If you search the web you'll find plenty of documentation on why inclusive-start and exclusive-end is a very good idea from a software perspective. (Then, in the query above, you can remove the wonky +1 and -1.)
This solves your case, but provide some sample data if there will ever be overlaps, fringe cases, etc.
Take one day after your end date and 1 day before the next line's start date.
DECLARE # TABLE (ID int, start_dt DATETIME, end_dt DATETIME, prc VARCHAR(100))
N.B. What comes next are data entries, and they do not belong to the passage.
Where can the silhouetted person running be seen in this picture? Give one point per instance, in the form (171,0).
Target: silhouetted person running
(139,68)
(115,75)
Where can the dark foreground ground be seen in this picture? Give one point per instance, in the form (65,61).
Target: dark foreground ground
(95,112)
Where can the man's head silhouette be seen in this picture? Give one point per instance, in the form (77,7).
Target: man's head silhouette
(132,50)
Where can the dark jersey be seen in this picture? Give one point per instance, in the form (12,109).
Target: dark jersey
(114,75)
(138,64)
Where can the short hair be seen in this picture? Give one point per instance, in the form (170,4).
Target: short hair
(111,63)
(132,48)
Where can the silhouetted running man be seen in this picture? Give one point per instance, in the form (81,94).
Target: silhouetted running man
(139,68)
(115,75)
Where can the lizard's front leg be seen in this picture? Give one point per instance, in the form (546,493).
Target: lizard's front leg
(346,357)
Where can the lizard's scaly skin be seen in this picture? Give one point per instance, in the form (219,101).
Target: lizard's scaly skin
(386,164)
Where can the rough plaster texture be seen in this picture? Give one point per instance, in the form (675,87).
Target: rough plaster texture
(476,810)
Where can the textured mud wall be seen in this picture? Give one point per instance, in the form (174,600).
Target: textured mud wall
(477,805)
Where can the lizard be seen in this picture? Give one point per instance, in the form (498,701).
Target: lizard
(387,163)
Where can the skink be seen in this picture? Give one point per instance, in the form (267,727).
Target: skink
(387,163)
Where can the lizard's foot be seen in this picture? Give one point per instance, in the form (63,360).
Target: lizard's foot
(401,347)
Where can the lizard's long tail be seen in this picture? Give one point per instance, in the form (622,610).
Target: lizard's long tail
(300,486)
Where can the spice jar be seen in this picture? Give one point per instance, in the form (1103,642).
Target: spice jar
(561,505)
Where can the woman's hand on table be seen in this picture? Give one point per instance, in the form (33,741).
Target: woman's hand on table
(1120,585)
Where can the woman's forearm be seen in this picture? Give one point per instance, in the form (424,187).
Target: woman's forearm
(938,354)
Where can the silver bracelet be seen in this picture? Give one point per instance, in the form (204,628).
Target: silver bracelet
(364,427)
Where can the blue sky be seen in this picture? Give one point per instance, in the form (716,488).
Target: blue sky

INSERT INTO # (id, start_dt, end_dt, prc)
VALUES
(10410, '2018-07-09 00:00:00.00','2018-07-12 00:00:00.000','1025.000000'),
(10412, '2018-07-17 00:00:00.00','2018-07-20 00:00:00.000','1050.000000'),
(10413, '2018-07-23 00:00:00.00','2018-07-26 00:00:00.000','1040.000000')
SELECT DATEADD(DAY, 1, end_dt)
, DATEADD(DAY, -1, LEAD(start_dt, 1, '9999-12-31') OVER(ORDER BY id) )
FROM #
You may want to take a look at this:
http://sqlfiddle.com/#!18/3a224/1
You just have to edit the begin range to today and the end range to 9999-12-31.